Immediately take the following steps in order:

  1. Remove the malicious package:
    pip uninstall lightning
    Then reinstall a clean version (downgrade to e.g., 2.6.1 or upgrade to 2.6.4 if released):
    pip install lightning==2.6.1
  2. Rotate all credentials: This includes GitHub tokens, cloud provider API keys (AWS, GCP, Azure), and any environment variables containing authentication secrets. The malware exfiltrates data via four parallel channels (HTTPS POST to C2 server). Assume all secrets exposed.
  3. Audit your repositories: Use the GitHub API or a local clone to check for any injected files in .claude/ and .vscode/ directories. If found, delete them and review recent commits for malicious code.
  4. Check npm packages: Since the worm propagates from PyPI to npm, if you have npm publish credentials on the same machine, it may have injected a setup.mjs dropper and router_runtime.js into packages you maintain. Run npm audit and inspect package.json scripts for a preinstall hook pointing to setup.mjs. If present, remove the hook and delete the files, then rotate those npm tokens.
  5. Scan your CI/CD pipelines: Many developers run `pip install lightning` in CI. Check logs for the affected dates and credential usage.
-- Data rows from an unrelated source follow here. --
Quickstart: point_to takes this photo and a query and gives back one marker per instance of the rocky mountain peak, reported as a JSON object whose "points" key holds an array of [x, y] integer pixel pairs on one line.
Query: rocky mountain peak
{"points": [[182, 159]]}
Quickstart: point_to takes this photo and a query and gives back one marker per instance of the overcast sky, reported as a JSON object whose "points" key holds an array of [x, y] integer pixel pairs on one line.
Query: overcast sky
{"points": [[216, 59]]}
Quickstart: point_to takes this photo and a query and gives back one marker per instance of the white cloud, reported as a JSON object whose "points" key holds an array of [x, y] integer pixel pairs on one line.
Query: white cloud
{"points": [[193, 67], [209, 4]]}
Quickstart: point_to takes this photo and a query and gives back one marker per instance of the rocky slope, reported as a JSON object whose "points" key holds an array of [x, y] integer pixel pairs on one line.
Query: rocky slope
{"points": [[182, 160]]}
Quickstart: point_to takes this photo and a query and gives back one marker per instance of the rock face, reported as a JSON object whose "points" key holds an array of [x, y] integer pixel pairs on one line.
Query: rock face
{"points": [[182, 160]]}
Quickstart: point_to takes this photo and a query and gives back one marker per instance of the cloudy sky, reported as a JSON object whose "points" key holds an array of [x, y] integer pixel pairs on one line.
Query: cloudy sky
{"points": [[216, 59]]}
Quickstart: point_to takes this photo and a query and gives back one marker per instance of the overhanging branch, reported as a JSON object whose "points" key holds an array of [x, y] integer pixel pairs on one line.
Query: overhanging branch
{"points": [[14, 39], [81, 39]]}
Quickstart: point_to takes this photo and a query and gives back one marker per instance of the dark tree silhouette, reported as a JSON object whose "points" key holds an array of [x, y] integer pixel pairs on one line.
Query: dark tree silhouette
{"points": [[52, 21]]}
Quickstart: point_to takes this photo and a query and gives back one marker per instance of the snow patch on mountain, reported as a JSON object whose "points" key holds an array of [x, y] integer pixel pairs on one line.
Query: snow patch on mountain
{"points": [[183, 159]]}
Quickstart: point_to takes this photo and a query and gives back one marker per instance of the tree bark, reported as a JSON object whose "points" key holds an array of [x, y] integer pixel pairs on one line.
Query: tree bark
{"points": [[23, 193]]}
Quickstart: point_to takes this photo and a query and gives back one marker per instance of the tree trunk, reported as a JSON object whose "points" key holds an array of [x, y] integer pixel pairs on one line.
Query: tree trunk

5. Long-Term Prevention and Monitoring

To avoid falling victim to similar attacks in the future, implement these practices:

inside shai-hulud attack
Image via Flickr
  • Pin your dependencies: Use exact versions in requirements.txt or pyproject.toml. Avoid floating ranges like >=2.0.
  • Use package integrity verification: Leverage pip hash or tools like pyproject.toml hashes.
  • Monitor for suspicious package updates: Set up alerts for new releases of critical dependencies and review their changes before updating.
  • Adopt dependency scanning tools: Semgrep, Dependabot, or Snyk can detect known malicious packages quickly.
  • Isolate build environments: Use containers or virtual machines for builds, and limit inter-environment credential sharing.

Common Mistakes

Even experienced developers can fall into these traps:

  • Ignoring minor or patch version bumps: Attackers often target patch versions to appear harmless. Always review changelogs and diffs.
  • Not rotating tokens after a potential exposure: Even if no IoCs are found, if your environment was active during the attack window, rotate keys as a precaution.
  • Assuming only direct dependencies matter: Transitive dependencies are a huge surface. Always run pip freeze to see the full tree.
  • Forgetting to check development machines: Many credentials are stored in local environment files. The malware can steal from any machine that imports the package.
  • Ignoring npm warnings: If you receive alerts about suspicious package behavior after the attack (e.g., preinstall scripts), investigate immediately.

Summary

The Shai-Hulud malware campaign marks a significant escalation in AI/ML supply chain attacks, leveraging the trust in PyTorch Lightning to deploy a cross-ecosystem worm. By understanding the attack vectors, running the detection steps outlined above, and proactively rotating credentials, you can mitigate the damage. The key takeaways are: check your `lightning` version, scan for IoCs, rotate all secrets, and tighten your dependency management. Stay vigilant—similar attacks are likely to emerge.